The time of Christ’s coming, His anointing by the Holy Spirit, His death, and the giving of the gospel to the Gentiles, were definitely pointed out. It was the privilege of the Jewish people to understand these prophecies, and to recognize their fulfillment in the mission of Jesus. Christ urged upon His disciples the importance of prophetic study. Referring to the prophecy given to Daniel in regard to their time, He said, “Whoso readeth, let him understand.” Matthew 24:15. After His resurrection He explained to the disciples in “all the prophets” “the things concerning Himself.” Luke 24:27. The Saviour had spoken through all the prophets. “The Spirit of Christ which was in them” “testified beforehand the sufferings of Christ, and the glory that should follow.” 1 Peter 1:11.
It was Gabriel, the angel next in rank to the Son of God, who came with the divine message to Daniel. It was Gabriel, “His angel,” whom Christ sent to open the future to the beloved John; and a blessing is pronounced on those who read and hear the words of the prophecy, and keep the things written therein. Revelation 1:3.
“The Lord God will do nothing, but He revealeth His secret unto His servants and prophets.” While “the secret things belong unto the Lord our God,” “those things which are revealed belong unto us and to our children forever.” Amos 3:7; Deuteronomy 29:29. God has given these things to us, and His blessing will attend the reverent, prayerful study of the prophetic scriptures.

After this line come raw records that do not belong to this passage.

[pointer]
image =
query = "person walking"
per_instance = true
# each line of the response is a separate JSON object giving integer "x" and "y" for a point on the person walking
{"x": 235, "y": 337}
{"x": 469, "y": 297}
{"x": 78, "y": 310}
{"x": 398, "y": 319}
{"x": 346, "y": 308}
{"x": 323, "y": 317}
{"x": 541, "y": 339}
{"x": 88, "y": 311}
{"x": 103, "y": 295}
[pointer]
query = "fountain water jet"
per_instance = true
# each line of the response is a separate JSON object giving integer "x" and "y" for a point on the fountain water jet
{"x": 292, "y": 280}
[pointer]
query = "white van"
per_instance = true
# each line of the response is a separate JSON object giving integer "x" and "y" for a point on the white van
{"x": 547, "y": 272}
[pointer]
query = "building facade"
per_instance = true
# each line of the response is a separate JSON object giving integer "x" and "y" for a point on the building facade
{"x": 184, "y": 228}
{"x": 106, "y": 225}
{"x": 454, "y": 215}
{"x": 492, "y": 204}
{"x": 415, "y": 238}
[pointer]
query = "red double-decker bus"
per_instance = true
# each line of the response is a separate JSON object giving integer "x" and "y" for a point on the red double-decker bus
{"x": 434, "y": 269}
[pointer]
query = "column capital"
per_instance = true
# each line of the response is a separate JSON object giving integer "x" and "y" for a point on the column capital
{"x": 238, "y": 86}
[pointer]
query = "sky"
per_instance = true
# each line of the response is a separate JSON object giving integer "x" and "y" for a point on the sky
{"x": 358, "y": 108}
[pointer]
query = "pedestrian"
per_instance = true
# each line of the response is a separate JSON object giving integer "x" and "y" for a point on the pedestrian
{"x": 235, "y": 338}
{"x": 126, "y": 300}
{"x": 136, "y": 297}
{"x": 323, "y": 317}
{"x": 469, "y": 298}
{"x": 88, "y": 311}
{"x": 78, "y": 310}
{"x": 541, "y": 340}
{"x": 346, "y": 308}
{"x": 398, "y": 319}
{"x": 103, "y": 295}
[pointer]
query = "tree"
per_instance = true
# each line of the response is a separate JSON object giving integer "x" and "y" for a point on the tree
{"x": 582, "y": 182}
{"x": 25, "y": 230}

As the message of Christ’s first advent announced the kingdom of His grace, so the message of His second advent announces the kingdom of His glory. And the second message, like the first, is based on the prophecies. The words of the angel to Daniel relating to the last days were to be understood in the time of the end. At that time, “many shall run to and fro, and knowledge shall be increased.” “The wicked shall do wickedly: and none of the wicked shall understand; but the wise shall understand.” Daniel 12:4, 10. The Saviour Himself has given signs of His coming, and He says, “When ye see these things come to pass, know ye that the kingdom of God is nigh at hand.” “And take heed to yourselves, lest at any time your hearts be overcharged with surfeiting, and drunkenness, and cares of this life, and so that day come upon you unawares.” “Watch ye therefore, and pray always, that ye may be accounted worthy to escape all these things that shall come to pass, and to stand before the Son of man.” Luke 21:31, 34, 36.
We have reached the period foretold in these scriptures. The time of the end is come, the visions of the prophets are unsealed, and their solemn warnings point us to our Lord’s coming in glory as near at hand.
The Jews misinterpreted and misapplied the word of God, and they knew not the time of their visitation. The years of the ministry of Christ and His apostles,—the precious last years of grace to the chosen people,—they spent in plotting the destruction of the Lord’s messengers. Earthly ambitions absorbed them, and the offer of the spiritual kingdom came to them in vain. So today the kingdom of this world absorbs men’s thoughts, and they take no note of the rapidly fulfilling prophecies and the tokens of the swift-coming kingdom of God.
“But ye, brethren, are not in darkness, that that day should overtake you as a thief. Ye are all the children of light, and the children of the day: we are not of the night, nor of darkness.” While we are not to know the hour of our Lord’s return, we may know when it is near. “Therefore let us not sleep, as do others; but let us watch and be sober.” 1 Thessalonians 5:4-6.